2019-02-05 18:05:48 INFO     Test logging #1
2019-02-05 18:05:48 INFO     Client STS #1: <botocore.client.STS object at 0x7fd671f182b0>
2019-02-05 18:06:13 INFO     Account ID #1: ACCOUNT_ID
2019-02-05 18:06:39 INFO     Account ID #2: ACCOUNT_ID_2
2019-02-05 18:06:39 INFO     ECR CLIENT: <botocore.client.ECR object at 0x7fd671d7e240>

debug/store endpoint when working:

curl -s http://127.0.0.1:8181/debug/store | jq '.'
{
  "namespaceByIP": {
    "XXX.YYY.0.1": "default"
  },
  "rolesByIP": {
    "XXX.YYY.0.1": "arn:aws:iam::ACCOUNT_ID:role/my-role"
  },
  "rolesByNamespace": {
    "222-iop-correction-qual-ksl": null,
    ....
    "weave": null
  }
}

Are the pods that are failing "stable" or are they undergoing lifecycle changes? They are transiting from Pending to Running. But that also seems to fail when running.
Are all of these GETs for the same pod? The logs in this comment are captured from a tainted node. There is only few daemonset running on this node and only my app's pod running why a kube2iam annotation role.
Are the Pod OnUpdate statements related to that pod? Yes, for this comment.

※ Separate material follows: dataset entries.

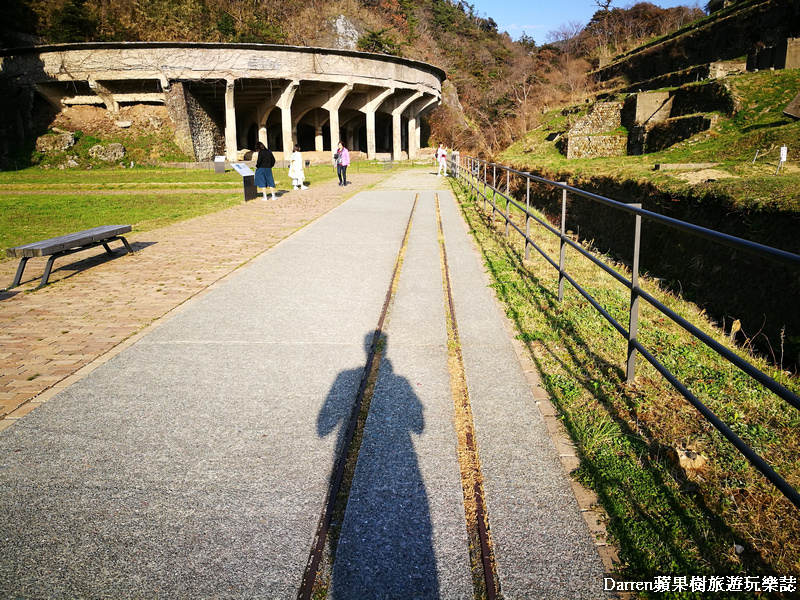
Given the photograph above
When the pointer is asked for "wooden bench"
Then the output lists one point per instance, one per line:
(66, 244)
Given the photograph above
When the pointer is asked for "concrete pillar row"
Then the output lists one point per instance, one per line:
(370, 108)
(285, 104)
(397, 113)
(230, 121)
(332, 106)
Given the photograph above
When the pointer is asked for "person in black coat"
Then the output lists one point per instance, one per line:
(264, 164)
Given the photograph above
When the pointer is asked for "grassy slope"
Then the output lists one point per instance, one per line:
(664, 519)
(759, 125)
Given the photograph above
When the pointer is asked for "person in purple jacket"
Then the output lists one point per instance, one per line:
(342, 159)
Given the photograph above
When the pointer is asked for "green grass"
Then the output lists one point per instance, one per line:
(758, 125)
(50, 205)
(663, 519)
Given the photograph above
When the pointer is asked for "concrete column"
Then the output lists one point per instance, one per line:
(397, 140)
(333, 124)
(370, 108)
(370, 134)
(332, 106)
(285, 104)
(318, 138)
(397, 134)
(413, 140)
(263, 114)
(230, 122)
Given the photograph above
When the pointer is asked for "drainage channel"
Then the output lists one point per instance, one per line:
(316, 579)
(484, 571)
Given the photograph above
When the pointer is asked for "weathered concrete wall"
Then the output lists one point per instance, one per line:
(279, 95)
(197, 133)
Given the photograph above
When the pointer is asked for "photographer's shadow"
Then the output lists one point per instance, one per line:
(385, 549)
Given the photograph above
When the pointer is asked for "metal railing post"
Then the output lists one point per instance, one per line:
(527, 217)
(485, 177)
(633, 328)
(508, 204)
(494, 194)
(562, 258)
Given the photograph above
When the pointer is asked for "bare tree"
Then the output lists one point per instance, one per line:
(566, 37)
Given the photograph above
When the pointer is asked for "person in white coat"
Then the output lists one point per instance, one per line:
(296, 170)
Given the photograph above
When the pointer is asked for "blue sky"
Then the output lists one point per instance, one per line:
(537, 17)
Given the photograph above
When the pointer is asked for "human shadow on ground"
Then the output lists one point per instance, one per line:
(385, 548)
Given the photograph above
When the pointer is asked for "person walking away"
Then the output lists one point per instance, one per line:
(441, 156)
(342, 160)
(264, 164)
(296, 170)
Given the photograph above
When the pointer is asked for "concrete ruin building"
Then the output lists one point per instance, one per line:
(226, 97)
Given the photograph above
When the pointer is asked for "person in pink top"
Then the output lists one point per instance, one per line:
(441, 158)
(342, 159)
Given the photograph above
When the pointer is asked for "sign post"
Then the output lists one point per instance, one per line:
(248, 180)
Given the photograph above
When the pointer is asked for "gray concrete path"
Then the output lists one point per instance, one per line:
(195, 464)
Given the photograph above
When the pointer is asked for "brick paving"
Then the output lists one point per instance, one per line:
(94, 304)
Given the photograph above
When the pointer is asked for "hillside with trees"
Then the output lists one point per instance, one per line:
(497, 88)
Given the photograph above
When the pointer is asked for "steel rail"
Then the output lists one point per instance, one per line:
(315, 558)
(637, 292)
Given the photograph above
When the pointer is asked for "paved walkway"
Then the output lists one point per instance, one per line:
(195, 463)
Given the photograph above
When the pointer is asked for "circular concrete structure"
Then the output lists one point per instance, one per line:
(225, 97)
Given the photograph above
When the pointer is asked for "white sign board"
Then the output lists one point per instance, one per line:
(242, 169)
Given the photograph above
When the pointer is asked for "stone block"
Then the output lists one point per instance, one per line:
(787, 54)
(793, 110)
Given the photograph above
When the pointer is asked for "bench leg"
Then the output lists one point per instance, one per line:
(127, 245)
(20, 270)
(48, 267)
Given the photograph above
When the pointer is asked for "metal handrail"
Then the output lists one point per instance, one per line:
(468, 170)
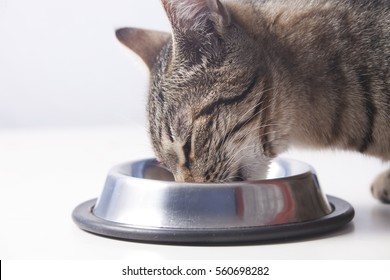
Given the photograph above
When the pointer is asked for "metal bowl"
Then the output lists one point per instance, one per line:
(141, 202)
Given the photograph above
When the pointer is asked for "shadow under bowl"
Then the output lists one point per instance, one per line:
(141, 202)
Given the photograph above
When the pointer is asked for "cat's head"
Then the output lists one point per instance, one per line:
(208, 104)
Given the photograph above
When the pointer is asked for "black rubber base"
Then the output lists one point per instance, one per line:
(342, 214)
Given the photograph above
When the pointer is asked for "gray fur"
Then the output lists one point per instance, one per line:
(240, 81)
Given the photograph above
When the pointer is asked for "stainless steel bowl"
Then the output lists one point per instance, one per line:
(140, 201)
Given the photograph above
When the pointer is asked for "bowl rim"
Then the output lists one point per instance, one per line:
(116, 171)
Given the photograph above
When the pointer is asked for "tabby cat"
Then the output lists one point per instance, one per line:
(238, 81)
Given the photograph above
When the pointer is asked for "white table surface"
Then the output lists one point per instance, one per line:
(45, 173)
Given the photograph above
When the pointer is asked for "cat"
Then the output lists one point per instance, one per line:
(238, 82)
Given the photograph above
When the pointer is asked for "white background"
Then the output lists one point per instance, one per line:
(72, 105)
(61, 65)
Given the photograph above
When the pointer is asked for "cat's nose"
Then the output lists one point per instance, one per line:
(188, 178)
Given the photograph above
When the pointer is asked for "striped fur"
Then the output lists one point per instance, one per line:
(240, 81)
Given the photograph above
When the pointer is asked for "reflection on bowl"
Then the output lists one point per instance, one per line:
(140, 201)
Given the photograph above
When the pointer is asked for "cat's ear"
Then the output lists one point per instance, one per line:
(193, 14)
(147, 44)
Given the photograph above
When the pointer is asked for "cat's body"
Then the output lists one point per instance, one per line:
(240, 81)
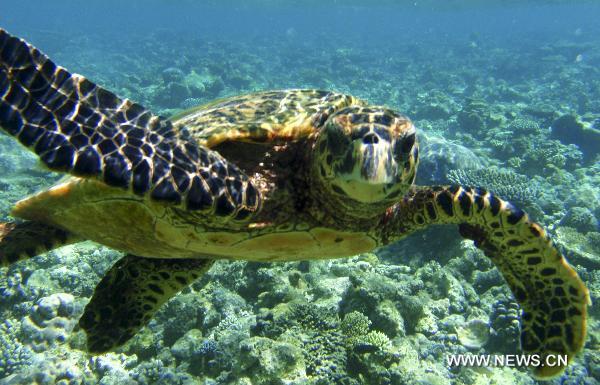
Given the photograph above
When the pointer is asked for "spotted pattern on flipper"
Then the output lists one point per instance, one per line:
(77, 127)
(553, 297)
(262, 117)
(130, 293)
(19, 241)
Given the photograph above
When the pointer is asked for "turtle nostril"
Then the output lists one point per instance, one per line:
(370, 138)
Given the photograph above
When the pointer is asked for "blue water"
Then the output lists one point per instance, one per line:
(489, 85)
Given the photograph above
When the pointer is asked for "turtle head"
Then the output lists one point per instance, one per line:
(367, 154)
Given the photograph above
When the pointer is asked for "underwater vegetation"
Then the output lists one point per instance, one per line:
(522, 122)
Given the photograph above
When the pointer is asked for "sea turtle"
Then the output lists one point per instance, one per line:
(271, 176)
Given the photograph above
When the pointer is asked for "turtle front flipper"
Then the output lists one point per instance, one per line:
(80, 128)
(24, 240)
(130, 293)
(553, 297)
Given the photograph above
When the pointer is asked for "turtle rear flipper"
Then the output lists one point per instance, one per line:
(553, 297)
(80, 128)
(130, 293)
(24, 240)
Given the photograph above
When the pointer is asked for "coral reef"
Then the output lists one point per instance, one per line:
(520, 119)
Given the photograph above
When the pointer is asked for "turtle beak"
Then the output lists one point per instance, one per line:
(375, 161)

JessieAMorris commented 5 years ago

I'm getting the same error on 2 different EKS clusters. I had this error on k8s nodes 1.10.3 and now 1.10.11. This seems to work fine for some period of time and then all newly created pods fail. I.e. after 24 hours or so of a node running then newly fetched credentials fail.

garo commented 5 years ago

We had one incident today with the 0.10.6, downgrading back to 0.10.4. Running EKS with 1.10.3.

I have an entrypoint script in the pod which polls the kube2iam metadata api until the credentials are associated and executes the actual pod command only after that. In our single case this bootstrap script never finished, so the bug was there "right from the pod startup" from my point of view.

JBOClara commented 5 years ago

I've implement a test self-destruction logic in my application POD (for testing). If it's not able to get credentials, it self-destructs.

And some times, this works...

But most of the time, it works immediately after kube2iam pod himself.

Unfortunately, I have to consider to switch for kiam.

wmorgan6796 commented 5 years ago

We've began noticing issues with 0.10.6 as well. Downgrading to 0.10.4 seems to work.

lanmalkieri commented 5 years ago

Can also confirm in EKS seeing this issue, going from tag:latest to tag:0.10.4 100% fixed this for us.

krjackso commented 5 years ago

Just experienced this on kube2iam 0.10.6, NOT running in EKS but with a kops cluster using weave.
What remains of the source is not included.